Because judging by the headlines, manufacturing is cool again. Minerals are back in the good books. Heavy industry is all the rage. Diesel utes are top of the pops. How good is gas!

So long as you build the things the Government likes, such as solar panels, wind turbines and batteries. So long as you dig up the minerals the Government likes, such as . . . well, the things that make solar panels, wind turbines, and batteries.

Everyone else can get stuffed. Old manufacturing can die in a ditch.

But be assured, there are plenty of jobs in this new realm of manufacturing. Well, there will be. That’s why “future” is in the title. Just you wait.

The Government’s strategy is to pick winners in the niche sectors it likes, believing that workers will be happy to trade their annual pay of $150,000 plus generous entitlements working in a coal mine, to build solar panels for a mere $80,000 a year.

This “modern” strategy is a gross misread of modern blue collar workers; no longer underpaid factory workers, unionists, with a socialist bent, but cashed-up, ambitious, capitalists.

The Albanese Government’s last-minute embrace of gas is yet another attempt to win them back. It is a bone thrown to the resource States of Western Australia and Queensland where voters have long understood the importance of gas, not just as an energy source, but as an export giant.

It is no coincidence that Labor is in deep trouble in those two States.

For almost two years, the Government has been ignoring the science on the importance of gas in the clean energy transition, chasing inner-city votes with an all-electric energy policy that the rest of the country could clearly see was going to lead to higher electricity prices and less reliability.

But despite the name, this is yet another good intentioned policy that is all pastry, no filling.

The Future Gas Strategy is not a strategy at all. It’s a commitment to gas and its role in reaching net zero.

No plans to unlock more supply. No plans to get more gas to States that need it most. No plans to rein in a Victorian Government that denigrates emissions from gas despite its heavy reliance on brown coal. No plans to invest in renewable gas.

Australia needs more gas. For many an inconvenient truth. But nonetheless, the truth.

Just like we need a strong manufacturing sector that is globally competitive, encouraged to innovate and empowered to create jobs. Just like we need our critical minerals out of the ground, processed at home, and shipped overseas to fuel the clean energy transition and underpin our future prosperity.

All great things. Crucial things.

It’s just that the policy mechanisms to ensure these “future” strategies actually live up to their name, are limited and flawed.

Short term cash splashes and narrow tax credits won’t fix structural problems in the economy caused by poor policy settings.
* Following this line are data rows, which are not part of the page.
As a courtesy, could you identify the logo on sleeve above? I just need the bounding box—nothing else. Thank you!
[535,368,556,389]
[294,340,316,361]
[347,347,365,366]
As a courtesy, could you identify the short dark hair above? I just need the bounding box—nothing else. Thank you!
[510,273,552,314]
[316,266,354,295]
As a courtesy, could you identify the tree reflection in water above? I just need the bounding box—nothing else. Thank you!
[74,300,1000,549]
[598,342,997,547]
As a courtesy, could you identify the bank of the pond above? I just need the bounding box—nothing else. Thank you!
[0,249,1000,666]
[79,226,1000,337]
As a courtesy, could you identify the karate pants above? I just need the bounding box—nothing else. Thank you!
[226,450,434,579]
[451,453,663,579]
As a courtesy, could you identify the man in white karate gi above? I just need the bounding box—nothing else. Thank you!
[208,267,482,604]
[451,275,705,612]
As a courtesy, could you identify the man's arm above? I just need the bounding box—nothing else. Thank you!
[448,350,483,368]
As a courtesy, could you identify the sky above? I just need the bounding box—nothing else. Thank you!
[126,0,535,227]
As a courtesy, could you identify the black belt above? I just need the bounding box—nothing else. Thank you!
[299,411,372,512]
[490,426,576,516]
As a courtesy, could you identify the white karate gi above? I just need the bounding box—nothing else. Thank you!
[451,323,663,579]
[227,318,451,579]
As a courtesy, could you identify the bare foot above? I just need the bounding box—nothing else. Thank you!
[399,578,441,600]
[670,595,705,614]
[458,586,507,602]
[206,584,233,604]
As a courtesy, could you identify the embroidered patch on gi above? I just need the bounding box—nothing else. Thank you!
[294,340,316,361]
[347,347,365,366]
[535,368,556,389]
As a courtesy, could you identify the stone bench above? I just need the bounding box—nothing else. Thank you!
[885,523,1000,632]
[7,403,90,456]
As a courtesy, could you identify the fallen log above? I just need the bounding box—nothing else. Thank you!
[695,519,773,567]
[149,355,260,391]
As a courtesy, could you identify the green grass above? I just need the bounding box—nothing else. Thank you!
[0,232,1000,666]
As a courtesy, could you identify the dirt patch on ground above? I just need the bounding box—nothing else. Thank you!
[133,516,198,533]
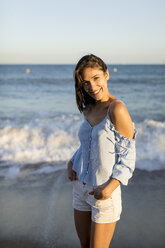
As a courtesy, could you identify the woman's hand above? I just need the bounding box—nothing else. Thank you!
[89,185,111,200]
[67,161,77,181]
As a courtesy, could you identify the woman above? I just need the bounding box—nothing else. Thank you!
[68,54,136,248]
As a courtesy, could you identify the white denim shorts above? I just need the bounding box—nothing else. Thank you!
[73,180,122,223]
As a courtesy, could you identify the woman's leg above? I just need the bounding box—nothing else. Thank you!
[74,209,92,248]
[90,222,116,248]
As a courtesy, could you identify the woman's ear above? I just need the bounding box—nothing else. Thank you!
[105,69,109,80]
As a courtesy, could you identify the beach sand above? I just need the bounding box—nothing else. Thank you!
[0,169,165,248]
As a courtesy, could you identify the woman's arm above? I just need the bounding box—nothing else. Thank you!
[89,102,134,200]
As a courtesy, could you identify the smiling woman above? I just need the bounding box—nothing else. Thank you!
[68,54,136,248]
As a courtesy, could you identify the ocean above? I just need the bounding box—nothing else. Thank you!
[0,65,165,248]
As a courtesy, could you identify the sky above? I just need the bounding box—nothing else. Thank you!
[0,0,165,64]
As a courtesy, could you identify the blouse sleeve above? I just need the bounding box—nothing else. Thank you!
[70,146,81,164]
[112,123,137,185]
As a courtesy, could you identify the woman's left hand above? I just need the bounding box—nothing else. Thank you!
[88,186,111,200]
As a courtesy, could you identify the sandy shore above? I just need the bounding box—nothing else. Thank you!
[0,169,165,248]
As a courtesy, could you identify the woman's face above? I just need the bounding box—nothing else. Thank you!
[83,67,109,101]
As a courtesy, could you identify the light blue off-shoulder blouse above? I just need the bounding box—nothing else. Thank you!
[70,101,137,186]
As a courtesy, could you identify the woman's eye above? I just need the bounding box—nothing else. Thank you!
[94,77,99,81]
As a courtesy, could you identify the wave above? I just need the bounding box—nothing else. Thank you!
[0,117,165,178]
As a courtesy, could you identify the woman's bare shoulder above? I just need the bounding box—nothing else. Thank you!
[110,101,134,138]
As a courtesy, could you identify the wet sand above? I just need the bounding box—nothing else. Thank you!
[0,169,165,248]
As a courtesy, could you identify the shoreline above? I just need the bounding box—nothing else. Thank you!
[0,169,165,248]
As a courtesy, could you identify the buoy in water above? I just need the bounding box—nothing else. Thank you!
[26,68,30,74]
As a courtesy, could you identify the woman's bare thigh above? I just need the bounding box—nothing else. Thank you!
[74,209,92,248]
[90,222,116,248]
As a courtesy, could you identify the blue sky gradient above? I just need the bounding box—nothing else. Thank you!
[0,0,165,64]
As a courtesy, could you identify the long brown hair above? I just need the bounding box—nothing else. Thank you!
[74,54,107,113]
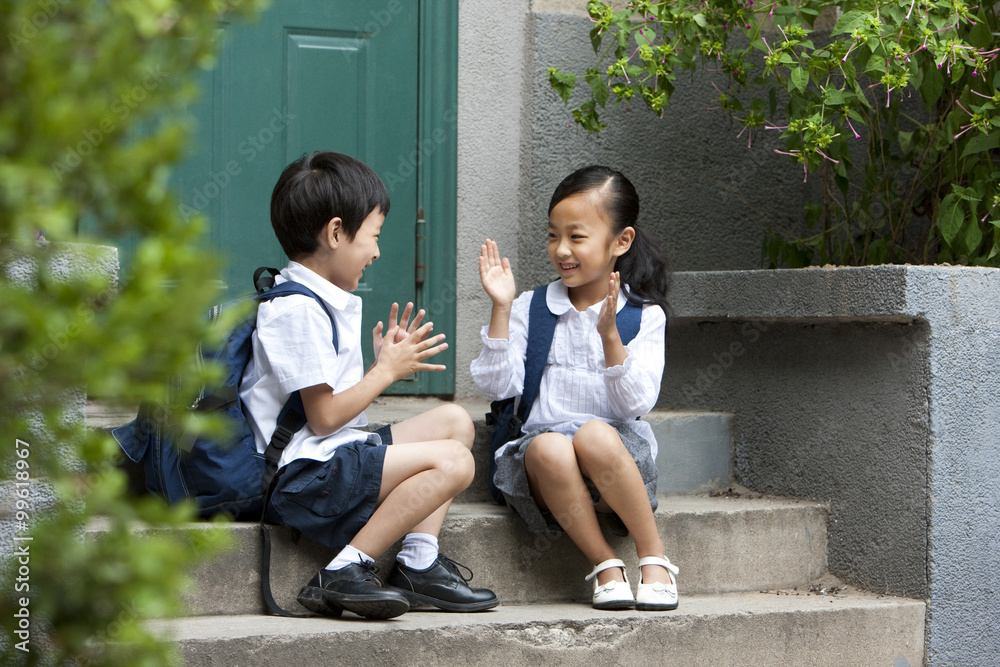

But hey, as long as blue collar workers like the sound of the policies.

They didn’t like the sound of Chris Bowen’s fuel efficiency standards that would render a Ford Ranger extinct. It’s why you don’t hear about it anymore.

And they certainly didn’t didn’t like the sound of the Government’s Nature Positive policy. It’s why it was shelved.

The world is suddenly their oyster. A red carpet, rolled out for blue collars.

Name your price and your policy. Because the Government is clearly willing to pay.

Andrew Carswell is a former Morrison government political strategist.